Someone has to pay for it?

Gavin Morrice
Thinker’s Playground
2 min readFeb 5, 2020

There’s an increasing trend for consumers to avoid ads when viewing online content. Most young people know how to install an ad blocker on their devices to avoid having to see ads at all.

The globalisation of media content has raised the bar for all media outlets. The smallest have to compete with the largest for their market share of attention, but the larger outlets have much larger budgets for content creation. This makes it harder for independent content creators and journalists to grow and be heard over the larger ones.

Privacy laws are becoming much more stringent. Recent changes (e.g.
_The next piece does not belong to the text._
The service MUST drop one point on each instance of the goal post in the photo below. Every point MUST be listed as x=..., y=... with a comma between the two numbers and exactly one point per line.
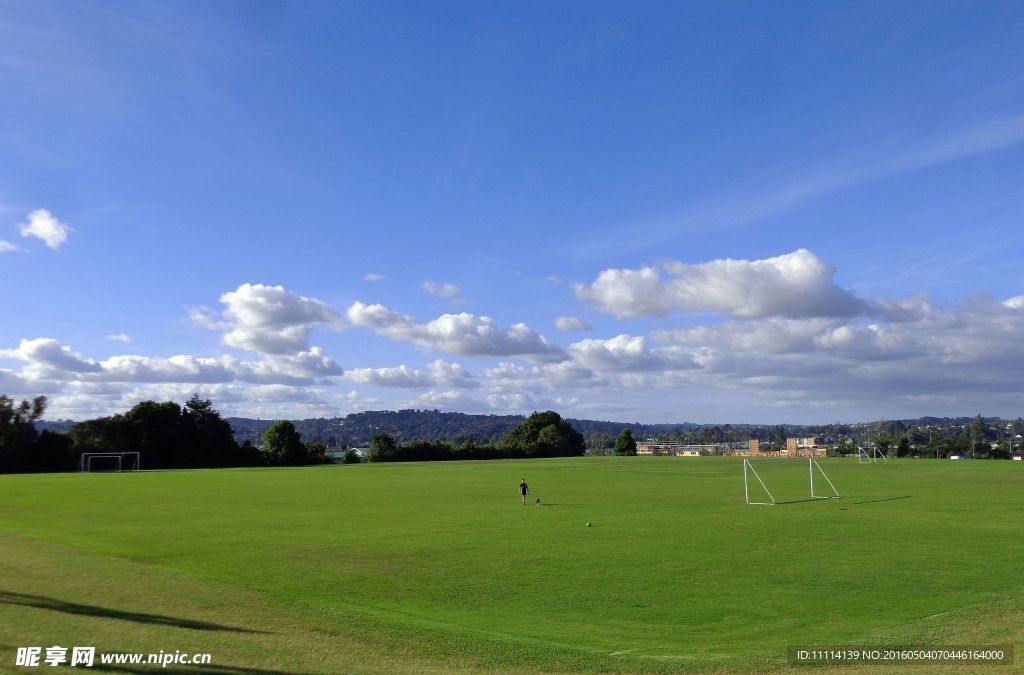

GDPR, CCPA) make it much more difficult for online companies to collect and sell data about the people using their services, which has usually been a reasonable compromise between consumer and service provider until now.

Lastly, there’s an increasing expectation from consumers that online content will be available to them free of charge.

So increasingly, people are demanding higher quality content, available free of charge, with no obvious interruption from ads, and no data about them being collected and stored. These competing forces are at odds with each-other, and something has to give way.

The high-end publications (e.g. The Economist) have opted for a subscription-based model. Other platforms continue to ride the CPC ad wave, for the limited time it has left. More ominous though, are the publications that are keeping themselves alive through funding from interest groups or state funding.

The concentration of media ownership is gradually shrinking the sources of significant ideation globally.

Consumers should bear in mind that nothing comes to them free. If they are not willing to pay for a service, they give something else up in return for it.

If you are not the buyer, and you are not the farmer, you are the cow.